União não será avalista da operação
Um dos principais pontos do acordo é que a União não participará diretamente do socorro financeiro.
De acordo com a AGU, o governo federal não fará aportes de recursos nem oferecerá garantias ao empréstimo.
A operação será sustentada pelo sistema financeiro, com participação do FGC e de um grupo de instituições financeiras públicas e privadas que poderão atuar como fiadoras.
Entre os bancos citados estão o Banco do Brasil e a Caixa Econômica Federal.
Acordo altera limites de endividamento do DF
A negociação ocorreu dentro de uma ação movida pelo Distrito Federal contra o Tesouro Nacional.
O governo distrital contestava o rebaixamento da sua nota de Capacidade de Pagamento (Capag), que caiu de B para C. A mudança impediu a obtenção de novos financiamentos com garantia da União.

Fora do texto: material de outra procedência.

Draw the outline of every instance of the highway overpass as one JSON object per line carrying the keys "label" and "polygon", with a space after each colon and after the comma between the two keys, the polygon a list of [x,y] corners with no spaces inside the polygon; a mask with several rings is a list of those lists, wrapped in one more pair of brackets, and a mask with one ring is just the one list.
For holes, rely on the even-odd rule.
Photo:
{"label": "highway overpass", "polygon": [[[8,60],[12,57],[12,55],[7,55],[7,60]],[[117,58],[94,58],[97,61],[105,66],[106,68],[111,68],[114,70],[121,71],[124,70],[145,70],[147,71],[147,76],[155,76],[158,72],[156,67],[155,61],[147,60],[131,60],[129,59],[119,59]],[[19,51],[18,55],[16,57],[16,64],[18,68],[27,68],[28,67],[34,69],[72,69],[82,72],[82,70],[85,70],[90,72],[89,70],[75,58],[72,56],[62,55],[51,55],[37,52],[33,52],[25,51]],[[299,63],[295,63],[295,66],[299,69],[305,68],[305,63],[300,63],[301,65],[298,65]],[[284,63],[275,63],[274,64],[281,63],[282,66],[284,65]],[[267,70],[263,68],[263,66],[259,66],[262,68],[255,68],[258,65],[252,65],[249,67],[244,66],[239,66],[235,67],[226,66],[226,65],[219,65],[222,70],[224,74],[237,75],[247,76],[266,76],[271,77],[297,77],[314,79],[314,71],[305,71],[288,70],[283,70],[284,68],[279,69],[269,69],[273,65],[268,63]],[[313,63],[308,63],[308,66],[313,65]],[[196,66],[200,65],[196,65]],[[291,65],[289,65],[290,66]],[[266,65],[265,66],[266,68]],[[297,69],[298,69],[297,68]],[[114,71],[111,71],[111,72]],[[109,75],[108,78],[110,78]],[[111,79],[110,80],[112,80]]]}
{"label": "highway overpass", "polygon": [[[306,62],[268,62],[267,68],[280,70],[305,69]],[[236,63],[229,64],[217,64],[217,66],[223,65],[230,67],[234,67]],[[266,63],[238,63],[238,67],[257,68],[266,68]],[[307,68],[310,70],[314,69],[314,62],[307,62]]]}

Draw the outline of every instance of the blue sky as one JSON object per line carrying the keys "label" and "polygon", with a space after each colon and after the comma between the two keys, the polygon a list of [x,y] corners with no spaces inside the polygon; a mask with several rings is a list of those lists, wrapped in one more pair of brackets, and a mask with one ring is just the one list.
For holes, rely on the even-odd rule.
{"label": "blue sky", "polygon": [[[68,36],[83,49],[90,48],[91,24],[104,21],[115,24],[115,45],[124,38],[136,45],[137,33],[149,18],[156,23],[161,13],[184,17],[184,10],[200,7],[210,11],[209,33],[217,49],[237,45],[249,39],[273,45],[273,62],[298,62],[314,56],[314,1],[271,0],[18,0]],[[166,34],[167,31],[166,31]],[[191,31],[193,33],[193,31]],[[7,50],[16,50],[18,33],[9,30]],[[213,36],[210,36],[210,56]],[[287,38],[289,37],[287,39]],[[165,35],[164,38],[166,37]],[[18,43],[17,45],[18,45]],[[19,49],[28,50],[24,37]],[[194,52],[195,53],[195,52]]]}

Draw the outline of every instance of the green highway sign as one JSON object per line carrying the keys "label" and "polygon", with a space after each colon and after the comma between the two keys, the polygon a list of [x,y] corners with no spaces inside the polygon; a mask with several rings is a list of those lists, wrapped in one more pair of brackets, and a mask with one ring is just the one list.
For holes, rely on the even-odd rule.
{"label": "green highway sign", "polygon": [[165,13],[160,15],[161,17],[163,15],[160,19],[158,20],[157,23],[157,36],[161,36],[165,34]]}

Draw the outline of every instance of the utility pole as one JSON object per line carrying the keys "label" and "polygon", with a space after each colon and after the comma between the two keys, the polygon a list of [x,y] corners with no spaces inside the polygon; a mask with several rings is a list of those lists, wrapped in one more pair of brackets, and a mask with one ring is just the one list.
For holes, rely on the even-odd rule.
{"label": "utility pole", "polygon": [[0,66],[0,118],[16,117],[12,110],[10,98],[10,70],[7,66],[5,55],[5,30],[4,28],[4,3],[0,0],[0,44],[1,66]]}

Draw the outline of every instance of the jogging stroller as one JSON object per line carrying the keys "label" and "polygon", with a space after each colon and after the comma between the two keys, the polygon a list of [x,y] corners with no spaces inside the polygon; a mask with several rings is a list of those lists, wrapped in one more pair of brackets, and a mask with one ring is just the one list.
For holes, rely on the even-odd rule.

Com a mediação do STF, foi construída uma solução que flexibiliza temporariamente as regras fiscais.
Antes do acordo, o DF tinha capacidade para contratar aproximadamente R$ 900 milhões em empréstimos. Com o novo entendimento, será possível viabilizar uma operação de até R$ 6,5 bilhões, respeitando os limites previstos na legislação.
Garantias e contrapartidas
Como a União não atuará como garantidora, o Distrito Federal precisará oferecer contragarantias.
Entre os mecanismos previstos estão:
- Recursos do Fundo de Participação dos Estados (FPE);
- Recursos do Fundo de Participação dos Municípios (FPM);
- Dividendos;
- Participações acionárias.
Caso haja inadimplência, parte desses recursos poderá ser utilizada para honrar os pagamentos da dívida.
Em contrapartida, o governo distrital assumiu compromissos de ajuste fiscal, incluindo:
- Proibição de novos concursos públicos;
- Limitação de reajustes salariais;
- Restrições à criação de cargos que ampliem despesas.
As medidas permanecerão em vigor até a quitação do empréstimo ou até que o Distrito Federal recupere a nota máxima na avaliação fiscal do Tesouro Nacional.
Próximos passos
Apesar da homologação pelo STF, a operação ainda não está concluída.
O FGC deverá avaliar o plano de recuperação apresentado pelo BRB antes de decidir sobre a concessão do financiamento.
Paralelamente, o banco continua revisando seu balanço financeiro, cuja divulgação foi adiada em meio à crise envolvendo o Banco Master.
Segundo o governo do Distrito Federal, a medida é necessária para preservar uma instituição considerada estratégica para o pagamento de servidores, gestão de programas sociais, administração de depósitos judiciais e atendimento a milhares de correntistas.